Grenade has set its sights on conquering the world with the backing of its new owner, US confectionery giant Mondelez International.
Founder Alan Barratt said this week the acquisition would super-charge the company’s aspirations to become a “world-beating” sports nutrition brand on the international stage.
The £200m deal is the first in the UK for Mondelez since the controversial takeover of Cadbury in 2010 and comes as the US owner of Oreo and Milka aims to diversify into healthier snacking.
Grenade sells its high-protein, low-sugar bars, shakes and spreads in UK supermarkets and exports to more than 50 countries worldwide.
Group revenues soared 37.4% to £51.7m in 2019, according to the latest available accounts, with £13.2m coming from overseas markets (£9.9m in Europe and £3.3m in the rest of the world).

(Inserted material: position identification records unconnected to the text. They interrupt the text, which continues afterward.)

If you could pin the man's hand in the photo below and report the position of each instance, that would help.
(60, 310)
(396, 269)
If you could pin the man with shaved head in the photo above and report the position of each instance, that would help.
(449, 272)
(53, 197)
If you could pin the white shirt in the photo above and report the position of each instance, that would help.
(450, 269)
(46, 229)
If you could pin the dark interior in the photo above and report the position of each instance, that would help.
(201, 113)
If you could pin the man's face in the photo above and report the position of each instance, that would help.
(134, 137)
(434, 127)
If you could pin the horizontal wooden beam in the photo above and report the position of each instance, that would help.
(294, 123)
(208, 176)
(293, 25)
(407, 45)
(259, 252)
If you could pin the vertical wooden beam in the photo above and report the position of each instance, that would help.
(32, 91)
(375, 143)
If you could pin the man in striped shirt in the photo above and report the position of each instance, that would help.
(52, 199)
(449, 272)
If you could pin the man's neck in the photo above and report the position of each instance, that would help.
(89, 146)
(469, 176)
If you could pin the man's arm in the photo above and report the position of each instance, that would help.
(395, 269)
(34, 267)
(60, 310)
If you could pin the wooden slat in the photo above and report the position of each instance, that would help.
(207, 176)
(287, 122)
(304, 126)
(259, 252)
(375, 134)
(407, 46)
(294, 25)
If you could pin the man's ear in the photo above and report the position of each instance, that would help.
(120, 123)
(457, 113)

“Mondelez knows a huge amount about nurturing and creating world-beating brands,” said Barratt, who founded Grenade with wife Juliet in 2009. “The experience and resources they’ll be able to afford Grenade over the following years is huge. They’re a perfect fit.”
Mondelez will also be able to exploit opportunities to expand the brand’s UK retail presence, where Grenade’s Carb Killa bars outsell single Mars bars and hold a 44% market share in the protein category – three times more than the nearest competitor [IRI 52 w/e 24 January 2021].
“We don’t envisage a huge shift to our UK retail strategy,” added Barratt, who will retain a minority stake. “With that being said, there’s always room for improvement and it’s never tougher than at the top.
“As is our nature, we’re always looking to improve – whether it’s continual tweaks being made to products, behind the scenes, or elsewhere. We can learn a lot from Mondelez International and vice-versa.”
Barratt said Grenade had weathered the coronavirus pandemic “surprisingly well”, with a consumer shift towards online seeing its e-commerce sales now accounting for 25% of the business.
The deal represents a handsome payday for former PE owner Lion Capital, which acquired Grenade from Grovepoint Capital for £72m in 2017.
However, previous attempts to sell Grenade in 2019 – in an auction run by investment bank Harris Williams – ended in failure.City sources told The Grocer that potential trade buyers had not been willing to meet Lion’s valuation expectations.
A dealmaker added this time round the transaction was struck following a bilateral discussion with Mondelez rather than a full competitive auction.
“Mondelez had a look at Grenade last time and turned it down,” the source said. “Either the valuation expectation went up from Mondelez or came down from Lion.”
The dealmaker added that the deal by Mondelez rival Ferrero for healthier snacking brand Eat Natural in December could have also acted as a trigger to spur the Cadbury owner back to the negotiating table.
“The protein bar market is extremely competitive,” the source said. “If you are big in confectionery and consumers are turning away from traditional chocolate in favour of protein bars that taste the same but have less calories, then you want exposure to that.
“Mondelez will have thought ‘this is a category we like, there is good growth there, it’s in snacking and there is no equivalent in our portfolio’.”